ギルドの向かいには、周囲が六十mほどの二階建ての石灰塗り工房があった
ブルーノは工房に入っていく。
「ごめんよ。ちょっと、お客人に作業場を見せてくれ」
親方らしき人が、苦い顔で了承する。
「ブルーノさんの頼みなら、仕方ないな」
作業場の扉を開けると、壁にガラス吹く器具が掛かっていた。
床にはガラスを熔かす炉がある。だが、炉の火は消えていた。
炉から二mは離れた場所に七枚の羽が着いた、高さ百二十㎝の木製の扇風機のような機械があった。
ブルーノが真剣な顔で、機械を指差す。
「あの装置で風を当てると、ガラスは急速に冷える」
おっちゃんは、装置に見覚えがあった。
(何や。ダンジョンで使っている冷房機器の一種やで)
おっちゃんが機械のスイッチを入れると、風が出る。
風は涼しいが、普通の風だった。
おっちゃんは機械を止めて木製の羽の裏を見る。そこには何も書かれていなかった。
「これ、駄目ですわ。冷たい風を送るのに必要な魔法文字が、羽から消えてます。これだと、冷たくならん」
ブルーノと親方が驚いた顔で顔を見合わせる。ブルーノが感心した顔で声を上げる。
「よくわかったの。その魔道具の仕組みが」
おっちゃんは羽の具合を確かめる。
「他に問題はないようですな。これ、羽の裏に文字をまた書き入れてやれば、元に戻りまっせ」
ブルーノが困った顔で説明した。
「実は魔術師ギルドの魔術師に見せて、同じ話をされた」
(何や。わいに仕組みがわかるか試したんか。
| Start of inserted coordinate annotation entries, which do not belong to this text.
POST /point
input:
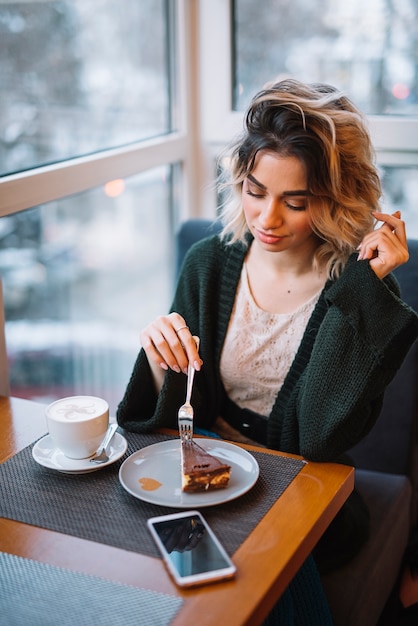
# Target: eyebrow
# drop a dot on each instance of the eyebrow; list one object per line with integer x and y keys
{"x": 294, "y": 192}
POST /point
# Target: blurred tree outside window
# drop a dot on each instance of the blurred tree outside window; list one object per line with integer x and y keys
{"x": 83, "y": 274}
{"x": 367, "y": 49}
{"x": 78, "y": 76}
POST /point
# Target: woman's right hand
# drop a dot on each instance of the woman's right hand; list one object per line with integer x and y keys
{"x": 169, "y": 344}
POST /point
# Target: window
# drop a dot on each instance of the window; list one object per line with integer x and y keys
{"x": 365, "y": 48}
{"x": 78, "y": 76}
{"x": 94, "y": 162}
{"x": 81, "y": 277}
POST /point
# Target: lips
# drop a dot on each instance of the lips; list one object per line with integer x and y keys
{"x": 268, "y": 238}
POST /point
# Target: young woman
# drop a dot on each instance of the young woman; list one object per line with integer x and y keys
{"x": 300, "y": 321}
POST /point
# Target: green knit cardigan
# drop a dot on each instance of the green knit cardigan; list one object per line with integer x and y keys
{"x": 355, "y": 341}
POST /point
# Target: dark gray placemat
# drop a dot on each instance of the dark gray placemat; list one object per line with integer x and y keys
{"x": 95, "y": 506}
{"x": 36, "y": 594}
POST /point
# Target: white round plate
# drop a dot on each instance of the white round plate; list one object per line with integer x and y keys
{"x": 153, "y": 474}
{"x": 47, "y": 454}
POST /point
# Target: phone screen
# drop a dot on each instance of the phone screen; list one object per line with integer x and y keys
{"x": 190, "y": 547}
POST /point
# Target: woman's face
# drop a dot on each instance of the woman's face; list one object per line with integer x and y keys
{"x": 275, "y": 204}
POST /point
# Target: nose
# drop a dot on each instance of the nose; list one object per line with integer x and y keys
{"x": 271, "y": 215}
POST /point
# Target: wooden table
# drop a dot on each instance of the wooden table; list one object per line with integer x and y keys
{"x": 266, "y": 561}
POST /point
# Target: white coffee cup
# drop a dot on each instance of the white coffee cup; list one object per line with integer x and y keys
{"x": 78, "y": 424}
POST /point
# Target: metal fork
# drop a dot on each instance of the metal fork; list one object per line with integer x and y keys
{"x": 101, "y": 455}
{"x": 186, "y": 414}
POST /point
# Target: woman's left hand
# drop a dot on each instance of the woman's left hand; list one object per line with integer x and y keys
{"x": 386, "y": 247}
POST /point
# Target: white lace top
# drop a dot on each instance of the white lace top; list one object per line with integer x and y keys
{"x": 259, "y": 349}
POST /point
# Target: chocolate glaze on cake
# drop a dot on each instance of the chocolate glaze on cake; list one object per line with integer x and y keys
{"x": 200, "y": 470}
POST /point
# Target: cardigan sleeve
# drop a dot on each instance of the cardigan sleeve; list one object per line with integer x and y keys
{"x": 361, "y": 343}
{"x": 142, "y": 409}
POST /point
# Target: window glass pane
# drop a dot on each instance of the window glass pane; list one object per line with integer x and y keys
{"x": 400, "y": 190}
{"x": 81, "y": 277}
{"x": 77, "y": 76}
{"x": 367, "y": 48}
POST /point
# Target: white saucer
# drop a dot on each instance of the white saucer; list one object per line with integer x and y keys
{"x": 47, "y": 454}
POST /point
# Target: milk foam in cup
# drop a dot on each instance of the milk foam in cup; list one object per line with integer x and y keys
{"x": 78, "y": 424}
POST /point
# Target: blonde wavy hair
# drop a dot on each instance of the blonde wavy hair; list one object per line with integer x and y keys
{"x": 320, "y": 126}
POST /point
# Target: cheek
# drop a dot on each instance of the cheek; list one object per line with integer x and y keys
{"x": 304, "y": 225}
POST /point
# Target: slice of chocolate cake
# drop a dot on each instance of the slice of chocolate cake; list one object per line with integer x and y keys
{"x": 200, "y": 470}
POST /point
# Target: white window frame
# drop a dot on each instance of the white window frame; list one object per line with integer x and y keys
{"x": 395, "y": 138}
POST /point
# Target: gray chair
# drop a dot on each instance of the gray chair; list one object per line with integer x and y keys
{"x": 386, "y": 464}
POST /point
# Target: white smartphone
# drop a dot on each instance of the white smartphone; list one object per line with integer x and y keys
{"x": 190, "y": 549}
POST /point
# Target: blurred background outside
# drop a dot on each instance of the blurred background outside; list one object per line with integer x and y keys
{"x": 83, "y": 274}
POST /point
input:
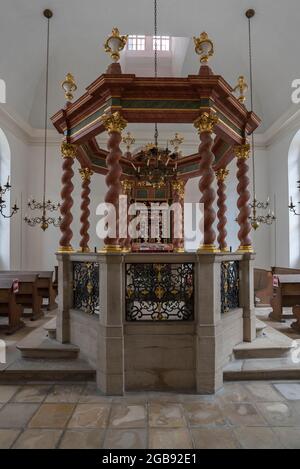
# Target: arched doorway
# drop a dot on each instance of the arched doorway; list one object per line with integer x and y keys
{"x": 4, "y": 223}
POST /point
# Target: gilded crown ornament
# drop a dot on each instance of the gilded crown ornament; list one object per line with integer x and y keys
{"x": 129, "y": 140}
{"x": 242, "y": 151}
{"x": 69, "y": 86}
{"x": 206, "y": 122}
{"x": 86, "y": 173}
{"x": 204, "y": 47}
{"x": 68, "y": 150}
{"x": 241, "y": 87}
{"x": 114, "y": 44}
{"x": 222, "y": 174}
{"x": 114, "y": 122}
{"x": 176, "y": 141}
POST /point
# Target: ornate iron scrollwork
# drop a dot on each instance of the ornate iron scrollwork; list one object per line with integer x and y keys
{"x": 159, "y": 292}
{"x": 230, "y": 286}
{"x": 86, "y": 286}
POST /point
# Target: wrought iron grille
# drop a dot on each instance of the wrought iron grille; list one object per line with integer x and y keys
{"x": 159, "y": 292}
{"x": 86, "y": 286}
{"x": 230, "y": 286}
でも、これなら問題の解決は簡単やで)
「そうなん? なら、ならんで直さんの?」
ブルーノが苛立った顔で、腹立たしげに告げる。
「直さんのではない。直せないのだ。魔法文字を書くインクが手に入らない」
「以前はどこで手に入れてましたん?」
ブルーノがむっとした顔で内情を明かした。
「前は『鋼骨王の鍛冶場山』から出た。だが、ダンジョンが枯れて、手に入らなくなったんじゃ」
「魔法文字用のインクって、そんなレアな品やないよ。買ったらええやん」
ブルーノが驚いた顔で、上擦った声を出す。
「どこで、売っているんじゃ、そんなもの?」
「手広く品を扱っている異種族の商人からなら買えますよ。ここって、大きな湖とか河って、ないの?」
ブルーノが怪訝な顔で質問する。
「湖や河に商人がいるのか?」
「湖や河に商人はいません。せやけど、東大陸なら水脈を利用した物流がある。せやから、水脈の近くにいる異種族の商人に頼めば、仕入れられますわ」
ブルーノが顔を顰めて、苦々しく発言する。
「大きな湖はある。だが、そこは、ミノタウロスの街の隣だ」
「あいたたた。それは、まずいですわ。先日、戦争を仕掛けた街に、代わりに品物を買ってきてくださいとは、頼めんわなあ」
ブルーノが、いきり立った顔で悔いた。
「もっと早くにわかっておれば、戦争を何としてでも止めたのに」
「もう起きてしまった戦争を嘆いてもしかたない。何か考えますわ」
ブルーノが驚いた顔で問い掛けてくる。
「どうにか、できるのか?」
「できるも何も、それが仕事ですから」
ブルーノは礼節の籠もった顔で頭を下げた。